The ≅ symbol is “isomorphic to” — there’s a lossless, invertible translation between values of the two types. Not “equal,” because the types are syntactically distinct, but interchangeable in any way that matters. When you see two ML programmers debating whether to use a pair of options or an option of a pair, this is what they’re arguing about: which side of an isomorphism is more readable, since they’re operationally the same.

When an ML programmer says “make illegal states unrepresentable,” they mean: use the algebra above to construct a type whose cardinality equals exactly the number of legal states in your domain. No more, no fewer. The whole discipline is counting.

Systems lens, first pass

You’re going to want to know: does this algebra cost anything at runtime? Mostly no. A product is a struct. A sum is a tagged union — typically one word of tag, plus enough space for the largest variant’s payload (with caveats per implementation we’ll cover when we get to the ISA). A function is a code pointer plus a closure environment.
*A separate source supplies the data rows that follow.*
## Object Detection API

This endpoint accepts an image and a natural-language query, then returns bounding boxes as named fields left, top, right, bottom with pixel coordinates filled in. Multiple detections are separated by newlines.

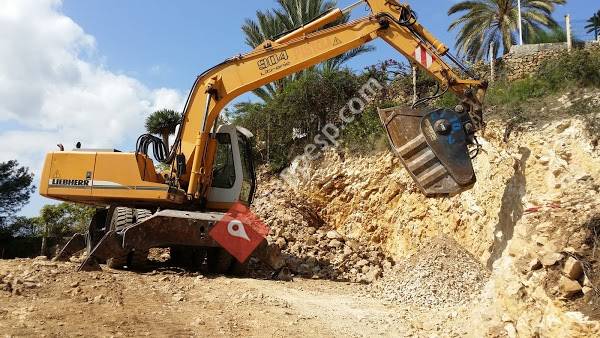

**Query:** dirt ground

left=0, top=259, right=490, bottom=337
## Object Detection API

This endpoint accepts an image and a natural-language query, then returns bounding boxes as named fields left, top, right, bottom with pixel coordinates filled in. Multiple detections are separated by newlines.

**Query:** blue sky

left=0, top=0, right=600, bottom=216
left=63, top=0, right=600, bottom=90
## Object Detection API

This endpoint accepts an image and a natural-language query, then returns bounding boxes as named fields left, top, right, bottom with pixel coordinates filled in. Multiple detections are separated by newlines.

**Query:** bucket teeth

left=398, top=134, right=448, bottom=188
left=417, top=162, right=448, bottom=188
left=398, top=133, right=427, bottom=158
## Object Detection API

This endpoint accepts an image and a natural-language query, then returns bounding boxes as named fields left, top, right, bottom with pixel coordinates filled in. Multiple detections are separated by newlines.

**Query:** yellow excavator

left=40, top=0, right=487, bottom=272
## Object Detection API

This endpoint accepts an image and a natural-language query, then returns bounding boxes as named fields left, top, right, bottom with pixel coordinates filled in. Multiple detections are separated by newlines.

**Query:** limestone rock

left=540, top=252, right=564, bottom=266
left=563, top=257, right=583, bottom=280
left=327, top=230, right=342, bottom=240
left=558, top=276, right=581, bottom=297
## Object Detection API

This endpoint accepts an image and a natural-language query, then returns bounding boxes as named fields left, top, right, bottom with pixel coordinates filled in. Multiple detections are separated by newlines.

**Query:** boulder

left=540, top=252, right=564, bottom=266
left=563, top=257, right=583, bottom=280
left=327, top=230, right=342, bottom=240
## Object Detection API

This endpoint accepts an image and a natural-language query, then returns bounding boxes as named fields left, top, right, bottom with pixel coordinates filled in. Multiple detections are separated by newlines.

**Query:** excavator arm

left=40, top=0, right=486, bottom=210
left=173, top=0, right=486, bottom=198
left=45, top=0, right=486, bottom=269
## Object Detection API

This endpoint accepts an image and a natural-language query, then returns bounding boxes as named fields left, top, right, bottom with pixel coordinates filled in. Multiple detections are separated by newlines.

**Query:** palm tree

left=242, top=0, right=374, bottom=102
left=448, top=0, right=566, bottom=61
left=585, top=10, right=600, bottom=40
left=146, top=109, right=181, bottom=151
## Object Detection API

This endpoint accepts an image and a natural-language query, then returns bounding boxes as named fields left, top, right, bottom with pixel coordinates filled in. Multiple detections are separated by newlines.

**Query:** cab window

left=212, top=134, right=235, bottom=189
left=238, top=133, right=256, bottom=204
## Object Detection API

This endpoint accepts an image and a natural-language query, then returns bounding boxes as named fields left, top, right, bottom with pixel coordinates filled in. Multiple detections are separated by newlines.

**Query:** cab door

left=207, top=125, right=256, bottom=210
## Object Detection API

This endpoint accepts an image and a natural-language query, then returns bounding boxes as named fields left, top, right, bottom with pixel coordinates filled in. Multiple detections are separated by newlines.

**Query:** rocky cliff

The algebra is mostly a compile-time bookkeeping discipline with predictable runtime shapes. The portals are free; what’s behind them costs what you’d expect.

There’s one cost worth flagging now: sums force a tag check at every match site. On a modern branch predictor with a closed enumeration of cases, this is essentially free in steady-state hot loops. But if you’re writing the kind of code where a mispredicted branch matters — packet processing inner loops, DSP — you’ll want to know which sums in your hot path compile to what. The ISA chapters will give you the tools to find out.

What this chapter committed to

A vocabulary. Type, value, cardinality. Four operators: product, sum, function, unit-and-empty. The algebraic identities that connect them. The principle that ML’s design discipline reduces to counting. The hint that this algebra will have a direct, surprisingly cheap, hardware story.

The next chapter introduces the operation that consumes sums for breakfast: pattern matching.